White House said We oppose the FIT21 bill because it lacks sufficient protection for consumers and investors participating in cryptocurrency. Meanwhile, this stance echoed the words of SEC Chairman Gary Gensler, who sounded the alarm in written remarks Wednesday.

in letterThe agency’s leader warns that enacting new rules to regulate cryptocurrencies could undermine the strength of U.S. capital markets and leave investors in the dark about information that should be disclosed, “putting (both) at immeasurable risk.” I did.

This afternoon the House of Representatives is scheduled to vote on FIT21. The bill, which has bipartisan support from Democrats and Republicans, would create a federal framework for the SEC and Commodity Futures Trading Commission to regulate digital assets.

Among the complaints, Gensler lamented that the bill would remove so-called investment contracts from the legal definition of securities. The SEC previously stated that many tokens are similar to securities in that investors allocate money to them in the hope of receiving benefits derived from the efforts of others. Changing the name of a cryptocurrency is telling, Gensler argued.

“This bill implies what courts have repeatedly ruled but cryptocurrency market participants have attempted to deny: that many cryptocurrency assets are being offered and sold as securities under existing law,” he wrote.

Gensler’s warning comes as political winds are shifting on Capitol Hill.

Experts pointed to former President Donald Trump. accept cryptocurrency This is the driving force behind the urgency to enact new cryptocurrency rules. News that the Trump campaign is now accepting cryptocurrency donations broke yesterday after lawmakers voted to eliminate the SEC’s cryptocurrency custody rules that limit banks’ ability to protect their assets.

Given how decentralized cryptocurrencies are, the bill would provide a path for project issuers, “or anyone,” to self-certify their assets as “digital goods,” Gensler wrote. Gensler, who left the SEC with only 60 days left to review and challenge the certification, expressed doubts that the agency would be able to keep up, citing limited resources.

Gensler noted that the SEC is being asked to do more without additional funding. And if the agency fails to challenge the certification during the aforementioned time period, “the majority of the market will be able to avoid even limited SEC oversight,” he said.

Gensler argued that excluding cryptocurrency asset trading platforms like Coinbase from the exchange definition could harm investors.

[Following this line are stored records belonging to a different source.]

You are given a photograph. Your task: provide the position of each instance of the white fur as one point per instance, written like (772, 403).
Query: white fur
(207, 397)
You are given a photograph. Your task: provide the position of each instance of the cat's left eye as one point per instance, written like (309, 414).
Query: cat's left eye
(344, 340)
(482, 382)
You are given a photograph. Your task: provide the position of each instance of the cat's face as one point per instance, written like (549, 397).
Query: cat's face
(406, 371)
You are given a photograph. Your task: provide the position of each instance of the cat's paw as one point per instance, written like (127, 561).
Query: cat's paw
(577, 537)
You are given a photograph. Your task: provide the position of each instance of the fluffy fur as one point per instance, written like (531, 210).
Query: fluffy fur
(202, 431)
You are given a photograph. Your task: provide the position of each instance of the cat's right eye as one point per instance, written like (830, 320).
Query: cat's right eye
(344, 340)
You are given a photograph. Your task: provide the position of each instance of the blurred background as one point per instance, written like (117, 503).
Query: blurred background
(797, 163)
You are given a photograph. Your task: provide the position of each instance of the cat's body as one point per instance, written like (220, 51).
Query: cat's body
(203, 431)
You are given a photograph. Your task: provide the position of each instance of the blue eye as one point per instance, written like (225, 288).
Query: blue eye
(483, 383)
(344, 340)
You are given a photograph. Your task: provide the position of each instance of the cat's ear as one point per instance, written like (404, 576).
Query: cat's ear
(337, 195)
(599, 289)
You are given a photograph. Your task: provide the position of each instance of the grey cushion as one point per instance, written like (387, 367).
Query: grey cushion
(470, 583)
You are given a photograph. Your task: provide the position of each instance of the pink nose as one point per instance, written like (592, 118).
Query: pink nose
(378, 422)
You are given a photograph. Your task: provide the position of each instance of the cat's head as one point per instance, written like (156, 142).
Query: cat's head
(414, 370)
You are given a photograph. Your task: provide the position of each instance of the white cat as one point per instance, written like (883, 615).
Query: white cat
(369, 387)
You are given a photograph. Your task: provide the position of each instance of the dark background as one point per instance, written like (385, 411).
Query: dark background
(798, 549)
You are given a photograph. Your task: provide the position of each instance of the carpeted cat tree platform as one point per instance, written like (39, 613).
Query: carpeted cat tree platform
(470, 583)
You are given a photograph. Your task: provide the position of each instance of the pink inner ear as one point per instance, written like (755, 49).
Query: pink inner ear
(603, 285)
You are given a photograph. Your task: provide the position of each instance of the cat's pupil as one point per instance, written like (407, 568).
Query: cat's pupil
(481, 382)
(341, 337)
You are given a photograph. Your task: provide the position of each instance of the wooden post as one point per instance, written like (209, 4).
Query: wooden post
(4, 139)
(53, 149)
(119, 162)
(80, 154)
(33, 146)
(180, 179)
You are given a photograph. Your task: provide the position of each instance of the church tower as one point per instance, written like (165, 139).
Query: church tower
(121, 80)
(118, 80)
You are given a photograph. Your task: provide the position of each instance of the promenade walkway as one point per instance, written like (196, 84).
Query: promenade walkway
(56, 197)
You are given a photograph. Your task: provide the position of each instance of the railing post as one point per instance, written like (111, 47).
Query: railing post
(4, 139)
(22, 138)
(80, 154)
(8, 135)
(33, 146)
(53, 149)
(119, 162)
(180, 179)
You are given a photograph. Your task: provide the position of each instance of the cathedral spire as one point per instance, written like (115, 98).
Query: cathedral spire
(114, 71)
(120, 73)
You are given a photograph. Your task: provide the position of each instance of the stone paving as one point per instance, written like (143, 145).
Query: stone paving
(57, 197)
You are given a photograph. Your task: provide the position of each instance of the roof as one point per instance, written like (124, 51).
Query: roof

That’s because companies can theoretically mix funds or bet against customers.

He believes that if non-cryptocurrency companies pursue a framework that Gensler described as a “light touch,” allowing companies to pick and choose which regulatory regime applies to them could be disastrous. Penny stock pushers and pump-and-dump schemers are among those who could, Gensler said.

“Many players in the cryptocurrency industry do not follow the rules,” Gensler concluded, pointing to scammers and bankruptcies. “We must make policy choices that protect the investing public rather than promoting the business models of non-compliant companies.”